What doesn’t work: Just dumping your raw CRM export into Orum and hoping for the best. Your connect rates will tank, and reps will burn out.
Step 3: Optimizing Parallel Dialing Without Annoying Everyone
Orum’s “secret sauce” is parallel dialing—calling 4 to 10 numbers at once and connecting the first human that picks up. Used well, it’s a game-changer.
What works: - Start slow. Run a few sessions at 2-4 lines and see how it feels. - Watch your abandonment rate. If too many live answers don’t get a rep, phone carriers may flag you as spam. - Test local presence. In some markets, local numbers really help answer rates; in others, people are wise to the trick.
What doesn’t work: - Cranking it to 11. More lines = more chaos. If you’re missing real people because reps can’t keep up, dial it back. - Ignoring compliance. U.S. rules are strict. Don’t let your team get lazy about opt-outs or DNC lists.
Step 4: Automating the Annoying Stuff
Here’s where Orum actually saves time:
- Voicemail drop: Leave a polished, pre-recorded voicemail without repeating yourself 50 times a day.
- Auto-logging. Orum can push call results, notes, and recordings straight to your CRM—no more “I’ll update Salesforce later.”
- Call disposition shortcuts. Quick buttons let reps move on fast.
It’s not magic, but it does mean reps aren’t stuck doing admin work all afternoon.
Heads up: The CRM sync is only as good as your workflow. If reps skip notes or fudge results, you’ll still have messy data.
Step 5: Measuring What Matters (and Ignoring Vanity Metrics)
Orum’s dashboards look slick, but don’t get distracted by total dials or call time. Here’s what’s actually useful:
- Connect rate: How many live humans did reps actually talk to?
- Conversations per hour: The real measure of productivity.
- Meetings booked: The only metric that really matters to most teams.

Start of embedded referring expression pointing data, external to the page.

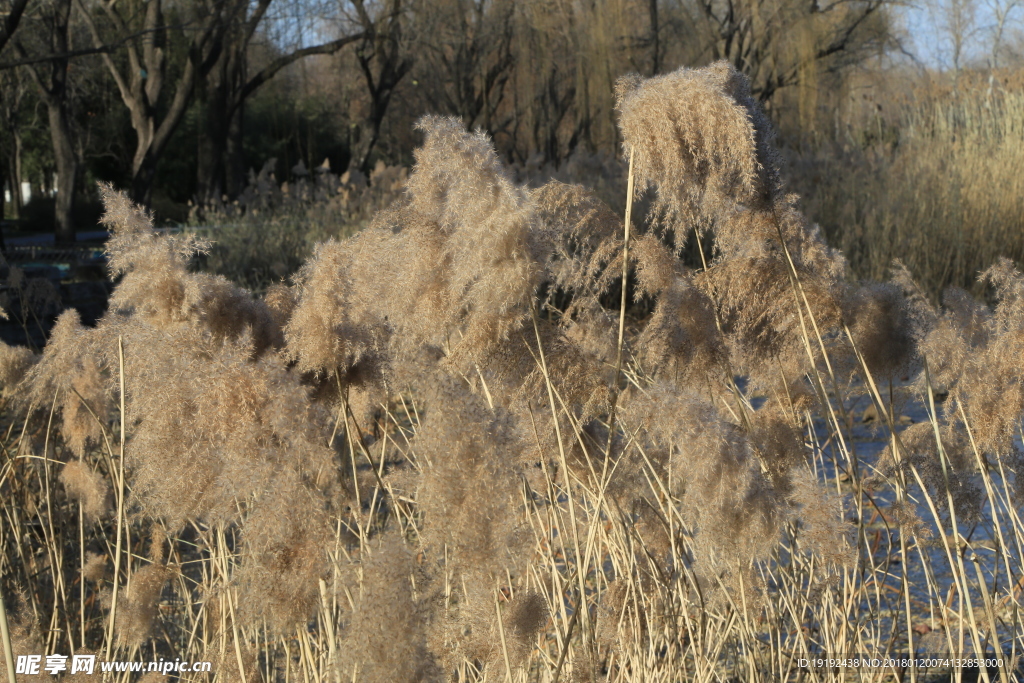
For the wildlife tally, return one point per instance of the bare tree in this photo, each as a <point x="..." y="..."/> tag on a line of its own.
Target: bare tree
<point x="384" y="58"/>
<point x="226" y="87"/>
<point x="141" y="77"/>
<point x="1000" y="10"/>
<point x="768" y="39"/>
<point x="468" y="57"/>
<point x="12" y="16"/>
<point x="51" y="78"/>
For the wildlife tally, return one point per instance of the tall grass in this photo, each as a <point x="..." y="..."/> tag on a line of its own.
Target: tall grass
<point x="504" y="434"/>
<point x="937" y="181"/>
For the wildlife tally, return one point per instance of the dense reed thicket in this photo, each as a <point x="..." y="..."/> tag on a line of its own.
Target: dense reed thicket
<point x="933" y="178"/>
<point x="500" y="434"/>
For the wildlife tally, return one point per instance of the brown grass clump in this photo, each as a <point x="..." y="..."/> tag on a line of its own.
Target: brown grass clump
<point x="499" y="435"/>
<point x="88" y="487"/>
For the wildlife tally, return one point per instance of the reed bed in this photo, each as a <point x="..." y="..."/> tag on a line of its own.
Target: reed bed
<point x="503" y="433"/>
<point x="936" y="180"/>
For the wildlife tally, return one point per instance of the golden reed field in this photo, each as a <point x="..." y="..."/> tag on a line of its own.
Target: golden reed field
<point x="506" y="433"/>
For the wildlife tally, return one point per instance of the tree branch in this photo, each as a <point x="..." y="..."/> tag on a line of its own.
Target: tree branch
<point x="271" y="69"/>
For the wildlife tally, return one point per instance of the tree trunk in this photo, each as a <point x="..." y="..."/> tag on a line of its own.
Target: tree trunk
<point x="68" y="167"/>
<point x="235" y="162"/>
<point x="213" y="140"/>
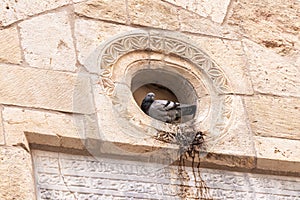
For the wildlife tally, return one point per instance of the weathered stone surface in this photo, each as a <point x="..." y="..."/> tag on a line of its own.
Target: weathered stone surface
<point x="215" y="10"/>
<point x="153" y="13"/>
<point x="12" y="11"/>
<point x="41" y="127"/>
<point x="88" y="43"/>
<point x="271" y="73"/>
<point x="40" y="88"/>
<point x="103" y="9"/>
<point x="47" y="42"/>
<point x="274" y="116"/>
<point x="193" y="23"/>
<point x="2" y="140"/>
<point x="85" y="177"/>
<point x="273" y="24"/>
<point x="230" y="56"/>
<point x="235" y="147"/>
<point x="10" y="51"/>
<point x="278" y="154"/>
<point x="16" y="174"/>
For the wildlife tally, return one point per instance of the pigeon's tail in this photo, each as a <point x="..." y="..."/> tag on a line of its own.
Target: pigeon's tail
<point x="188" y="109"/>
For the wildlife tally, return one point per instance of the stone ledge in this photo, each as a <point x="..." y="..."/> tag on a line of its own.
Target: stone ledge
<point x="56" y="131"/>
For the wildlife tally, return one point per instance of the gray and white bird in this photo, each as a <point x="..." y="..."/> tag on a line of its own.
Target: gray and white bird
<point x="165" y="110"/>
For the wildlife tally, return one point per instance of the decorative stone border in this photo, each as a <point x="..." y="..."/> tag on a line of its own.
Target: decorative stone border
<point x="116" y="58"/>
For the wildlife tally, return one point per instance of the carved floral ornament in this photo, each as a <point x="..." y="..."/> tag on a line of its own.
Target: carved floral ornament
<point x="123" y="56"/>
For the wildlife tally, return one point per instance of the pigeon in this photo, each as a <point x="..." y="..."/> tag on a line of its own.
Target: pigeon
<point x="165" y="110"/>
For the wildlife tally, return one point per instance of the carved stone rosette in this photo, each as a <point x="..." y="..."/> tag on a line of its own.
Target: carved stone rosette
<point x="124" y="56"/>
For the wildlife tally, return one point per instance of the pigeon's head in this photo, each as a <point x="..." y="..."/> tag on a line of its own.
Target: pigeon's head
<point x="150" y="96"/>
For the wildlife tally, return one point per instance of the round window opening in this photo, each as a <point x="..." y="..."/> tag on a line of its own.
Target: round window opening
<point x="175" y="99"/>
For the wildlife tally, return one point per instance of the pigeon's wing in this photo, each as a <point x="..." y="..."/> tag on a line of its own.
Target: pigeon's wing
<point x="164" y="110"/>
<point x="188" y="109"/>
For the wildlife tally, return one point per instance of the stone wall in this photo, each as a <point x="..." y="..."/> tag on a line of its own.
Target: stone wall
<point x="49" y="92"/>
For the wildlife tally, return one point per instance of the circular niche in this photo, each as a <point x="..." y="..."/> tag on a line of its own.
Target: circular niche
<point x="166" y="85"/>
<point x="134" y="64"/>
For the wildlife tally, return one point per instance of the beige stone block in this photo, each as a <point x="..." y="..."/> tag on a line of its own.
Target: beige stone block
<point x="154" y="13"/>
<point x="12" y="11"/>
<point x="2" y="139"/>
<point x="235" y="146"/>
<point x="16" y="174"/>
<point x="271" y="73"/>
<point x="193" y="23"/>
<point x="24" y="126"/>
<point x="278" y="154"/>
<point x="103" y="9"/>
<point x="90" y="34"/>
<point x="215" y="10"/>
<point x="273" y="24"/>
<point x="45" y="89"/>
<point x="10" y="51"/>
<point x="229" y="55"/>
<point x="274" y="116"/>
<point x="47" y="42"/>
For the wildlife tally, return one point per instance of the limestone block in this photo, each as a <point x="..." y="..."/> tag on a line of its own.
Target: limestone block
<point x="216" y="9"/>
<point x="103" y="9"/>
<point x="16" y="174"/>
<point x="45" y="89"/>
<point x="271" y="73"/>
<point x="273" y="24"/>
<point x="88" y="38"/>
<point x="193" y="23"/>
<point x="278" y="154"/>
<point x="157" y="14"/>
<point x="47" y="42"/>
<point x="229" y="55"/>
<point x="235" y="148"/>
<point x="43" y="128"/>
<point x="12" y="11"/>
<point x="10" y="51"/>
<point x="274" y="116"/>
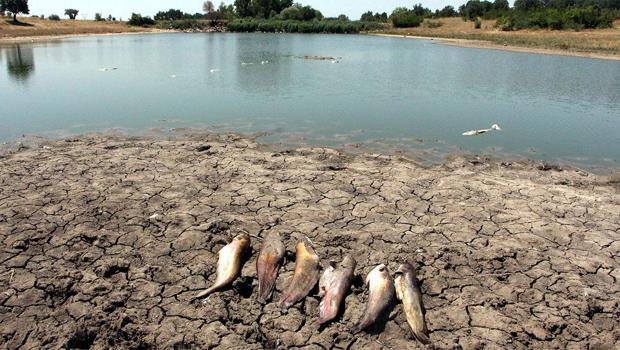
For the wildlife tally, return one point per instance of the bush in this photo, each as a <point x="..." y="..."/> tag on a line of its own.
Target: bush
<point x="185" y="24"/>
<point x="406" y="20"/>
<point x="573" y="18"/>
<point x="331" y="26"/>
<point x="139" y="21"/>
<point x="433" y="24"/>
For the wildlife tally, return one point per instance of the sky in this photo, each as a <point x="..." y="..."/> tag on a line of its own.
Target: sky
<point x="124" y="8"/>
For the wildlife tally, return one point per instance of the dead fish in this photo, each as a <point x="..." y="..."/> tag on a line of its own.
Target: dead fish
<point x="333" y="287"/>
<point x="408" y="291"/>
<point x="306" y="274"/>
<point x="268" y="264"/>
<point x="229" y="263"/>
<point x="381" y="293"/>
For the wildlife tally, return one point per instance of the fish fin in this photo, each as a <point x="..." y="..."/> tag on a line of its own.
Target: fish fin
<point x="204" y="293"/>
<point x="422" y="338"/>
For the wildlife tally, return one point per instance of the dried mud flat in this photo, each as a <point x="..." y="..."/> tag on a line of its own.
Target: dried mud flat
<point x="106" y="239"/>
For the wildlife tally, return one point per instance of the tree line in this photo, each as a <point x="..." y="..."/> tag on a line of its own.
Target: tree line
<point x="554" y="14"/>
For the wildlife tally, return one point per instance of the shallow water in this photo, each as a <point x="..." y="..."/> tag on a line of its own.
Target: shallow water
<point x="384" y="92"/>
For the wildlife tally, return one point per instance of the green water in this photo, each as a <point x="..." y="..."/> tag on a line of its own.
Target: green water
<point x="382" y="92"/>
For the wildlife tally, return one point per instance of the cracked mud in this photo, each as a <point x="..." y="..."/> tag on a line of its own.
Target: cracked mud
<point x="106" y="239"/>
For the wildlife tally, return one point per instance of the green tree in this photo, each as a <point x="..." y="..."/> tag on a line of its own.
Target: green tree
<point x="208" y="8"/>
<point x="15" y="7"/>
<point x="72" y="13"/>
<point x="501" y="5"/>
<point x="447" y="11"/>
<point x="244" y="8"/>
<point x="526" y="5"/>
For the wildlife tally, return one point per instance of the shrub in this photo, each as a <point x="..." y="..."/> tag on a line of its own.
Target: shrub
<point x="572" y="18"/>
<point x="477" y="23"/>
<point x="139" y="21"/>
<point x="433" y="24"/>
<point x="325" y="26"/>
<point x="184" y="24"/>
<point x="406" y="20"/>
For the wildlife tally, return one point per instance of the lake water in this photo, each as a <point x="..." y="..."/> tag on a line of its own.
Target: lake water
<point x="382" y="92"/>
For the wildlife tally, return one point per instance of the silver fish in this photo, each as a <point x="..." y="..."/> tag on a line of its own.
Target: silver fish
<point x="306" y="274"/>
<point x="229" y="264"/>
<point x="380" y="296"/>
<point x="268" y="264"/>
<point x="408" y="291"/>
<point x="333" y="287"/>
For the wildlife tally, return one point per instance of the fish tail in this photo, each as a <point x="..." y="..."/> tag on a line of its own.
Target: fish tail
<point x="205" y="293"/>
<point x="422" y="337"/>
<point x="361" y="325"/>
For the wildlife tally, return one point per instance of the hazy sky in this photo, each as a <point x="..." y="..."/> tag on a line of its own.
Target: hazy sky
<point x="124" y="8"/>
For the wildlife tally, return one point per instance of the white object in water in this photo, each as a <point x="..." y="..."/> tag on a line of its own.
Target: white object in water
<point x="481" y="131"/>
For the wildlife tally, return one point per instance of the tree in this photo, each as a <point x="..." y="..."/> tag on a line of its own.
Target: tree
<point x="208" y="8"/>
<point x="526" y="5"/>
<point x="15" y="7"/>
<point x="72" y="13"/>
<point x="244" y="8"/>
<point x="448" y="11"/>
<point x="501" y="5"/>
<point x="169" y="15"/>
<point x="343" y="18"/>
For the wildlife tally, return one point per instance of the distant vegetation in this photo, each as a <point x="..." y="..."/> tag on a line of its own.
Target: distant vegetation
<point x="15" y="7"/>
<point x="138" y="20"/>
<point x="287" y="16"/>
<point x="72" y="13"/>
<point x="292" y="26"/>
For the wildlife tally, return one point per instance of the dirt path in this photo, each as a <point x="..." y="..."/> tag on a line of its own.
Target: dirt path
<point x="106" y="239"/>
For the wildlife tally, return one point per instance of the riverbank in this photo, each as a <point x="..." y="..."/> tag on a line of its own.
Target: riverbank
<point x="596" y="43"/>
<point x="107" y="238"/>
<point x="599" y="43"/>
<point x="38" y="29"/>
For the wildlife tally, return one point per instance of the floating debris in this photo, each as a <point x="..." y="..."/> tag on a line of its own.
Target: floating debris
<point x="320" y="58"/>
<point x="482" y="131"/>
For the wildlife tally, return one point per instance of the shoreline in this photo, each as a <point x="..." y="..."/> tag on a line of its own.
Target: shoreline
<point x="422" y="156"/>
<point x="483" y="44"/>
<point x="467" y="43"/>
<point x="49" y="38"/>
<point x="107" y="239"/>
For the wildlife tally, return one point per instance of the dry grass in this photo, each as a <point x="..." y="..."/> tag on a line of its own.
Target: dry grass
<point x="32" y="27"/>
<point x="602" y="41"/>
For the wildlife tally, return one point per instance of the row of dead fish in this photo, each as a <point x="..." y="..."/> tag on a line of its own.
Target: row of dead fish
<point x="334" y="284"/>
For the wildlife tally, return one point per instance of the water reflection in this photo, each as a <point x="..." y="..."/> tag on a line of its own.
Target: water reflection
<point x="20" y="62"/>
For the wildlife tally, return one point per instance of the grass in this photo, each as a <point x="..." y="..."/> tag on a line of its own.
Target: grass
<point x="601" y="41"/>
<point x="39" y="27"/>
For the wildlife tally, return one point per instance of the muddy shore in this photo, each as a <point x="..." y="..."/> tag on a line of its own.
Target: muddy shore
<point x="483" y="44"/>
<point x="106" y="239"/>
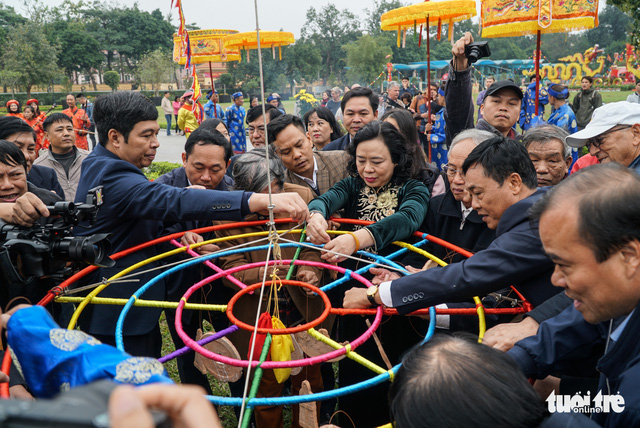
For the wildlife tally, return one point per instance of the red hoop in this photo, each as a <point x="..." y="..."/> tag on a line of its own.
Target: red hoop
<point x="289" y="330"/>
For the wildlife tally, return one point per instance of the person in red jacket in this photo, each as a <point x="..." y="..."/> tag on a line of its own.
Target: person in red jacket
<point x="13" y="108"/>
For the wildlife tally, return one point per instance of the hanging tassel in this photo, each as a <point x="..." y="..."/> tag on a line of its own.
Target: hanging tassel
<point x="451" y="30"/>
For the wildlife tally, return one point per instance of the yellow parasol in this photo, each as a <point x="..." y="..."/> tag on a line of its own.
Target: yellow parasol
<point x="508" y="18"/>
<point x="447" y="11"/>
<point x="206" y="46"/>
<point x="249" y="41"/>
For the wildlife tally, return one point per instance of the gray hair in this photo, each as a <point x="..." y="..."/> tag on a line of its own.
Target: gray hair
<point x="475" y="135"/>
<point x="250" y="171"/>
<point x="545" y="133"/>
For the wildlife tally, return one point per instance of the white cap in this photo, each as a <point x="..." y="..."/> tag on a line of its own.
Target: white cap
<point x="604" y="118"/>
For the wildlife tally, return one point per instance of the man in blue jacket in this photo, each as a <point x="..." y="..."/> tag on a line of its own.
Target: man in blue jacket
<point x="502" y="182"/>
<point x="590" y="229"/>
<point x="134" y="210"/>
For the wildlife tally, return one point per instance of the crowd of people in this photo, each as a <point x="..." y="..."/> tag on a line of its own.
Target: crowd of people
<point x="529" y="206"/>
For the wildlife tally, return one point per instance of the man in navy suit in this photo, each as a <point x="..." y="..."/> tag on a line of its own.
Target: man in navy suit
<point x="134" y="210"/>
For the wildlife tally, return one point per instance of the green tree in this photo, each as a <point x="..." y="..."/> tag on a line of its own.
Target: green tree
<point x="112" y="78"/>
<point x="302" y="61"/>
<point x="366" y="57"/>
<point x="8" y="20"/>
<point x="79" y="50"/>
<point x="155" y="68"/>
<point x="632" y="8"/>
<point x="329" y="29"/>
<point x="28" y="53"/>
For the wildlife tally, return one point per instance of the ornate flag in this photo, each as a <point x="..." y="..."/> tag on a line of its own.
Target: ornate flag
<point x="508" y="18"/>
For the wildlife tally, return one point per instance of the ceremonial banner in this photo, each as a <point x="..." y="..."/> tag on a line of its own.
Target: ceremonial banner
<point x="508" y="18"/>
<point x="205" y="46"/>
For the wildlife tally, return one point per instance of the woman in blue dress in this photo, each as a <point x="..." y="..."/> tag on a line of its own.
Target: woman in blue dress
<point x="235" y="122"/>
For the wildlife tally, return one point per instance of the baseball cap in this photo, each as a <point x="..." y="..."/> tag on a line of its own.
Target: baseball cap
<point x="604" y="118"/>
<point x="503" y="84"/>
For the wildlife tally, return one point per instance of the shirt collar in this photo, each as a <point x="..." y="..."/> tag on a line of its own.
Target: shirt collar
<point x="312" y="183"/>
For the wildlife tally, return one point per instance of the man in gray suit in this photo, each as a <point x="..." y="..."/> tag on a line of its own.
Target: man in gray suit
<point x="318" y="170"/>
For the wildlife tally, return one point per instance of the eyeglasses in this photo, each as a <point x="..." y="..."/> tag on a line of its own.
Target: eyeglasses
<point x="260" y="129"/>
<point x="599" y="140"/>
<point x="451" y="172"/>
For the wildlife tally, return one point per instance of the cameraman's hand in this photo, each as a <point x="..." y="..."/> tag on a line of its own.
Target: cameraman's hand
<point x="184" y="404"/>
<point x="459" y="59"/>
<point x="27" y="209"/>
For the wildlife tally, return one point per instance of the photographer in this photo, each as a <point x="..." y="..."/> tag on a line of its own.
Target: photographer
<point x="501" y="104"/>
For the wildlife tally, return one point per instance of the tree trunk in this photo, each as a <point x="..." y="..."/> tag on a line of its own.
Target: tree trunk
<point x="93" y="80"/>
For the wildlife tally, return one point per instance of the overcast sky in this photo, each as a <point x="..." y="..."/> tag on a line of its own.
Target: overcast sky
<point x="274" y="15"/>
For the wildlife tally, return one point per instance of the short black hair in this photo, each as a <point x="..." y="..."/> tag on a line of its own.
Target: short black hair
<point x="608" y="200"/>
<point x="11" y="155"/>
<point x="55" y="118"/>
<point x="454" y="381"/>
<point x="326" y="115"/>
<point x="395" y="142"/>
<point x="10" y="125"/>
<point x="212" y="124"/>
<point x="256" y="112"/>
<point x="204" y="136"/>
<point x="500" y="157"/>
<point x="121" y="111"/>
<point x="360" y="92"/>
<point x="277" y="125"/>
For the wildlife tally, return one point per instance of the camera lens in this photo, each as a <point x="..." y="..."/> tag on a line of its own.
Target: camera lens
<point x="93" y="249"/>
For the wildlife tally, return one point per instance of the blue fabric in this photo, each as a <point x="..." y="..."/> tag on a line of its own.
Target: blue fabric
<point x="209" y="111"/>
<point x="167" y="117"/>
<point x="528" y="109"/>
<point x="515" y="257"/>
<point x="566" y="341"/>
<point x="133" y="212"/>
<point x="439" y="149"/>
<point x="55" y="359"/>
<point x="235" y="123"/>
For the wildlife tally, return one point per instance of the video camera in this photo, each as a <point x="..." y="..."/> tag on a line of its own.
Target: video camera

- Voicemail vs. talk ratio: Are reps leaving too many voicemails? Time to refresh your list or tweak your approach.
Skip the “dials made” leaderboard—nobody cares how many times you hit redial if nothing’s happening.
Step 6: Coaching and Feedback Loops
Call recordings and live monitoring let managers give targeted feedback. Here’s how to use it without becoming Big Brother:
- Spot patterns in talk tracks. Are reps losing people at the opener? Struggling with objections?
- Share best calls. Let top reps show what works.
- Avoid over-policing. Nobody wants to feel like someone’s always listening in.
Pro tip: Use call data to coach, not punish. If reps feel supported, they’ll buy into the workflow.
What Orum Can’t Fix
Let’s be honest. Orum is a tool, not a silver bullet. Here’s what it won’t solve:
- Bad targeting: If your ICP is off, no dialer will save you.
- Crappy scripts: Automation can make you sound like a robot if you let it.
- Overly aggressive outreach: No one likes a spammer, even if you’re fast.
When Orum Is Overkill
For some teams, Orum might be more than you need:
- Small teams (<5 reps): Manual dialing or a basic power dialer may be enough.
- Low call volume roles: If you’re only making a few calls per day, the setup isn’t worth it.
- Non-dialer-heavy sales motions: If your team relies more on email, LinkedIn, or referrals, focus elsewhere.
What’s Just Hype (and What’s Not)
Worth it: - Orum really does save time when you’re doing high-volume, high-repetition outbound. - The parallel dialing and auto-logging are solid.
Overstated: - “AI” features mostly mean automation, not some magic bot that books meetings for you. - Local presence works, but don’t expect miracles if your pitch is weak.
Ignore: - Claims that Orum will “10x your pipeline overnight.” No tool does that without real work on messaging and targeting.
Wrapping Up: Keep It Simple
Outbound calling is always going to be some degree of grind. Tools like Orum can absolutely help modern sales teams have more conversations and waste less time, but they’re not a fix for deeper issues. Start simple: clean lists, realistic scripts, and measured use of automation. Tweak as you go. If you keep your process honest and your data clean, you’ll see results—without getting lost in dashboard overload or the latest sales tech hype.